Error loading image [SSL] record layer failure (_ssl.c:2578)

KasraSa · October 5, 2024, 9:19pm

I am trying to use dataloaders in my code. I am implementing my code in aws sagemaker but for some reason when I use more than 0 num_workers for my dataloaders I get the error loading image [SSL] record layer failure (_ssl.c:2578) or the image that is loaded is all zeros. I have tried sampler to distribute the data randomly and tried lazy boto3 client connection. The data is stored in an s3 bucket and dataloaders need to access and read the images from there. I have put the implementation of the dataloaders here:

class TrainQueryDataset(Dataset):
    def __init__(self, bucket, target_prefix, dataset_type='train', crop_percentage=0, transform=None):
        self.bucket = bucket
        self.transform = transform
        self.dataset_type = dataset_type
        self.crop_percentage = crop_percentage
        self.s3_client = None

        # Get the list of files for the current dataset type (train/query)
        self.files = self._load_data(bucket, os.path.join(target_prefix, dataset_type + '/'))

    def _initialize_s3_client(self):
        if self.s3_client is None:
            # Lazily initialize the boto3 client
            self.s3_client = boto3.client('s3')

    
    def _load_data(self, Bucket, Prefix):
        self._initialize_s3_client()
        
        # print("Load Data")
        paginator = self.s3_client.get_paginator('list_objects_v2')
        pages = paginator.paginate(Bucket=Bucket, Prefix=Prefix)
        list_img_paths = []
        for page in pages:
            for obj in page['Contents']:
                if obj['Key'].endswith('.png'):
                    list_img_paths.append(obj['Key'])
        return list_img_paths

    def __len__(self):
        return len(self.files)

    def __getitem__(self, idx):
        file_key = self.files[idx]
        try:
            self._initialize_s3_client()
            # Fetch the image from S3
            response = self.s3_client.get_object(Bucket=self.bucket, Key=file_key)
            image_data = response['Body'].read()
            image = Image.open(io.BytesIO(image_data))

            if image is None:
                print("image not read properly")

            # Crop the images
            if self.crop_percentage:
                # If the images are in train dataset the bottom section needs to be cropped
                # If the images are in query then the top section needs to be cropped
                width, height = image.size
                crop_section = height * self.crop_percentage // 100
                if self.dataset_type == 'train':
                    image = image.crop((0, crop_section, width, height))  # Bottom section
                else:
                    image = image.crop((0, 0, width, height - crop_section))  # Top section

            # Transform the data
            if self.transform:
                image = self.transform(image)
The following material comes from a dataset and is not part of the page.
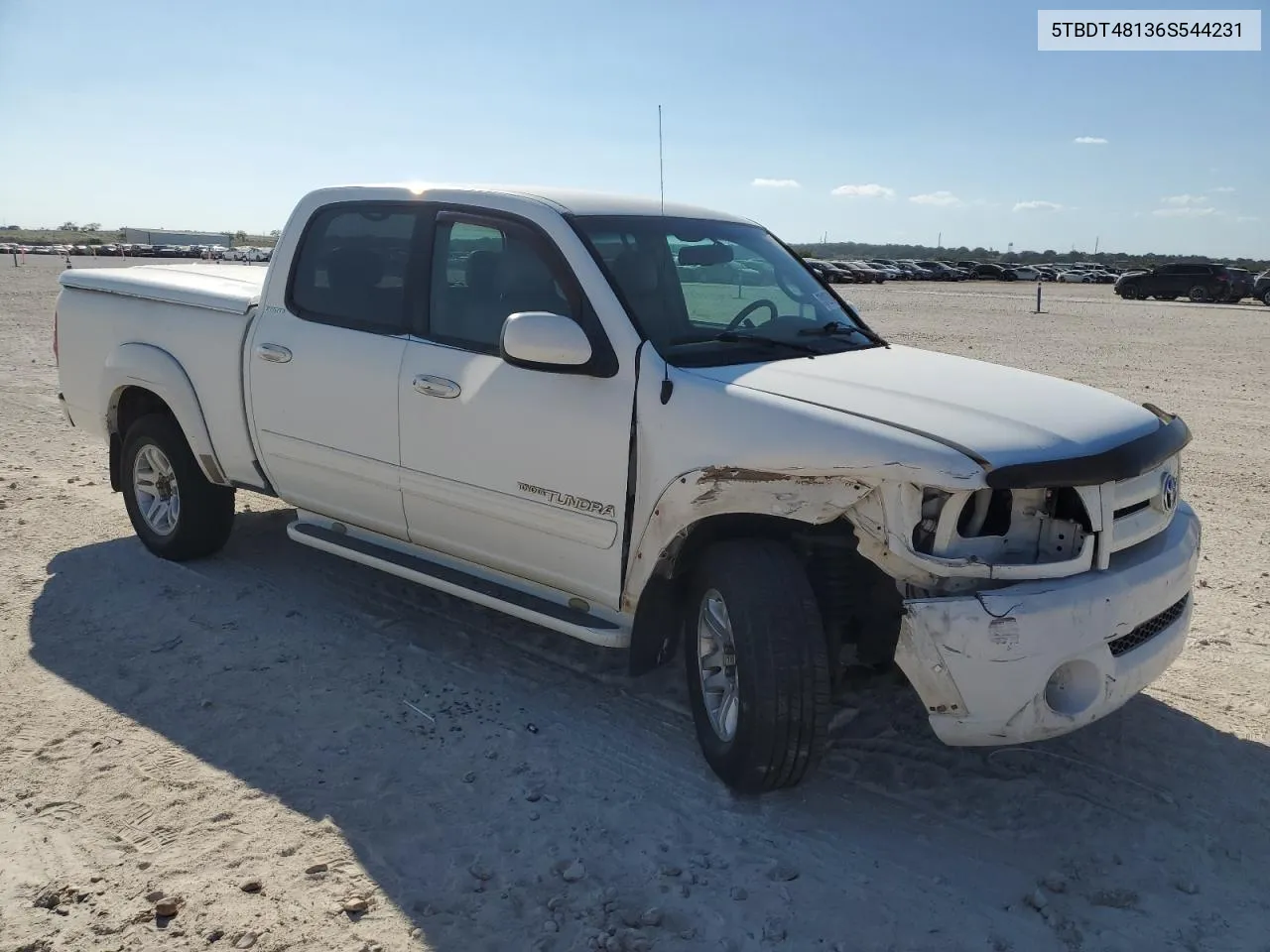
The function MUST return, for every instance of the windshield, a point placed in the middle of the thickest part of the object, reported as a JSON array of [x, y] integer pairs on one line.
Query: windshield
[[711, 293]]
            # Extract label from filename (assuming format: 'originalname_label.png')
            label_str = os.path.basename(file_key).split('_')[-1].split('.')[0]
            label = int(label_str)
            return image, label

        except Exception as e:
            print(f"Error loading image {file_key}: {e}")
            return None, None

and the dataloaders code

class CustomDataModule(pl.LightningDataModule):
    def __init__(self, config, bucket, target_prefix):
        super().__init__()
        self.config = copy.deepcopy(config)
        self.bucket = bucket
        self.target_prefix = target_prefix
        self.train_dataset = None
        self.val_dataset = None
        self.query_dataset = None
        self.sampler = None

    def setup(self, stage=None):
        # Initialize datasets based on the stage
        if stage == 'fit' or stage is None:
            self.train_dataset = TrainQueryDataset(
                bucket=self.bucket,
                target_prefix=self.target_prefix,
                dataset_type='train',
                crop_percentage=self.config['dataset']['crop_percentage'],
                transform=augment_data(train=True, **self.config["transform"])
            )
            self.val_dataset = TrainQueryDataset(
                bucket=self.bucket,
                target_prefix=self.target_prefix,
                dataset_type='train',
                crop_percentage=self.config['dataset']['crop_percentage'],
                transform=augment_data(train=False, **self.config["transform"])
            )
            self.query_dataset = TrainQueryDataset(
                bucket=self.bucket,
                target_prefix=self.target_prefix,
                dataset_type='query',
                crop_percentage=self.config['dataset']['crop_percentage'],
                transform=augment_data(train=False, **self.config["transform"])
            )
            
        if self.config['dataloader']['sampler']:
            self.Sampler_train = RandomSampler(self.train_dataset)
            self.Sampler_val = RandomSampler(self.val_dataset)
            self.Sampler_query = RandomSampler(self.query_dataset)
            del self.config['dataloader']['sampler']
            

    def train_dataloader(self):
        return DataLoader(self.train_dataset, sampler=self.Sampler_train, **self.config['dataloader'])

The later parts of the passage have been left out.